Северин шагнул вперед. Гулко стучало сердце, кровь отлила от лица. Над головой он держал предмет, украденный не так давно из ящика письменного стола Натана Майера. Запальный шнур белым червем вился по руке.
Кто-то в ужасе закричал:
— Бомба!
Этот возглас взбудоражил всех.
— Я пришел убить вас… — хрипло произнес Северин и воспаленными глазами посмотрел на лампу.
Николай взял бомбу у него из руки и, как ребенка, погладил Северина по щеке.
— Почему? — мягко спросил он.
— Потому что я вас всех ненавижу!..
— Так что же ты нас не взорвал? — прошептала Милада и, приоткрыв рот, посмотрела на него. Она выпрямилась и коснулась его грудью.
— Вот и я в выигрыше!..
Смертельный стыд подкосил колени Северина. Он опустился на пол и прижался лицом к ее бедрам. Рыдания рвались из его груди, и Северин заплакал. Но пьяный хохот вокруг обратил его слезы в грязную жгучую жижу.
Приложения
Анджело Мария Рипеллино ИЗ КНИГИ «МАГИЧЕСКАЯ ПРАГА»
Мы можем изучать по произведениям пражских писателей двойственное освещение Праги, ее непрерывное сверкание в тумане, ее фосфоресцирование. «Стеклянным оскалом / блестят фонари над мостом», — говорит в стихотворении «Возвращение» («Navrat», 1921) Иржи Волькер, а Кафка в «Описании одной битвы»: «Влтава и кварталы на том берегу были погружены в ту же тьму. Некоторые лучи там пылали и сияли, словно бдящие очи». Сколько агонизирующих газовых фонарей горело, вспыхивая попеременно, в «Prager Gespensterroman»[2] «Хождение Северина во мрак» («Severins Gang in die Finsternis» 1914) Пауля Леппина: «Гроза разбивала надвое позвякивающее стекло фонарей»; «Перед костелом Крестоносцев зажегся ранний фонарь и наполнил воздух стеклянными тонами»; «Электрические фонари уже сияли, подвешенные, словно луны на деревьях». В романе Леппина не только в Праге, но и в небе есть фонари: «звезды поздним летом горели как красные фонари».

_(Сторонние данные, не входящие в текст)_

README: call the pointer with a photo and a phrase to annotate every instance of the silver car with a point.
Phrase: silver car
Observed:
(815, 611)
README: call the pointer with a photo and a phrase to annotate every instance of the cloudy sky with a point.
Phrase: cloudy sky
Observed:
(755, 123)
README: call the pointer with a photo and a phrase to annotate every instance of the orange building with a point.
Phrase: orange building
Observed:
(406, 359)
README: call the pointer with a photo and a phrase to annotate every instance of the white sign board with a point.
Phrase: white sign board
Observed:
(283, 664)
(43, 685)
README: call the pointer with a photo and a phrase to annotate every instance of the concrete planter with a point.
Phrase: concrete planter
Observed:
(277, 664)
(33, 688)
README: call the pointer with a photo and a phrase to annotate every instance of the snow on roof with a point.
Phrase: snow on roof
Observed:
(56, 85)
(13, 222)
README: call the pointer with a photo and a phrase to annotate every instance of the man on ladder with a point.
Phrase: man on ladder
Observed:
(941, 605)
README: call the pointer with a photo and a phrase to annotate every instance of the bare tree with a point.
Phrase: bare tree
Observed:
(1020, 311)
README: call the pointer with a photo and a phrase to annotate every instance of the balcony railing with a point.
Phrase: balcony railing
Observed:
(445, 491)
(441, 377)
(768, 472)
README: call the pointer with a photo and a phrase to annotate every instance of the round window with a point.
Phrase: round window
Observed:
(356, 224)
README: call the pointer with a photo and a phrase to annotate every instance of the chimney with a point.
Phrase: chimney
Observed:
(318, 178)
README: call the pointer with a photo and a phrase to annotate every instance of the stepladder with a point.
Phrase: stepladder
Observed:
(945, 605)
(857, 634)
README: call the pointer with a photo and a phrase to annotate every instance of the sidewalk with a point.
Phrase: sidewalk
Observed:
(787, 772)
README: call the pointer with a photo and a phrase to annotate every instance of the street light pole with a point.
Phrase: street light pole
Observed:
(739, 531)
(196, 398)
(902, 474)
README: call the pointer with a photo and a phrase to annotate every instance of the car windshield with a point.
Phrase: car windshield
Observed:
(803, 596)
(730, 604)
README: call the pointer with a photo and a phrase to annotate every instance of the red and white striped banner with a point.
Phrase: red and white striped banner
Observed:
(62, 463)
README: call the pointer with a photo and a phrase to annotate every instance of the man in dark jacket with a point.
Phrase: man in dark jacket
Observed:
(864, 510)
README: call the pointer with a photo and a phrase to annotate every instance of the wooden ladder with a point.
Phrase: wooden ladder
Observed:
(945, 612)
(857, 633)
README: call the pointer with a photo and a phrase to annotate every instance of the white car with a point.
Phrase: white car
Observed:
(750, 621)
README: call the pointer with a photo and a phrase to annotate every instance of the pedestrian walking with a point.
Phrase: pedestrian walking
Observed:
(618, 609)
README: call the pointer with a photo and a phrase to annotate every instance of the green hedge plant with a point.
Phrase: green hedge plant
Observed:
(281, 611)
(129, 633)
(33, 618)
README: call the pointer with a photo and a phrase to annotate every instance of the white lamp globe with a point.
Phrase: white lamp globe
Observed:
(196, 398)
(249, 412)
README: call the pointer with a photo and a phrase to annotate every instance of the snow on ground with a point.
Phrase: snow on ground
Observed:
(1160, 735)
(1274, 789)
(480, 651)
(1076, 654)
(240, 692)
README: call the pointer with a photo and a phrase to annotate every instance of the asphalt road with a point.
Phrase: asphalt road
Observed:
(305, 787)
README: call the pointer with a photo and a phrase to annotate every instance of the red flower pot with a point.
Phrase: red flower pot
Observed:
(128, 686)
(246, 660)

Герой романа, Северин, тоже принадлежит к семейству ночных пешеходов — пораженный, он блуждает по таинственному, потустороннему городу, сверкающему мерцающими газовыми фонарями (Gaslaternen). «Стемнело, и Прага с ее печальными огнями лежала у его ног». «Под ним в долине простирался город. То тут, то там сверкали огни, словно глаза сонных зверей вдали». Северину двадцать три года, он бросил учебу, утром работает в конторе, где его тело пронизывают холод и тоска. Он возвращается домой после обеда и падает без сил на кровать, чтобы проспать до вечера. Но вечером, только зажгут фонари, он выходит на улицу и бродит, словно в китайском театре теней, меж чахлых и мигающих подобий фонарей, на которые можно повесить бирку «absonderlich»[3] — «сделано в Праге». Побледневший, взбудораженный, встревоженный, подобно уносимой ветром лани, он перемещается из одного заведения в другое, из какого-нибудь «Nachtkaffee» в какой-нибудь кабачок, не находя покоя.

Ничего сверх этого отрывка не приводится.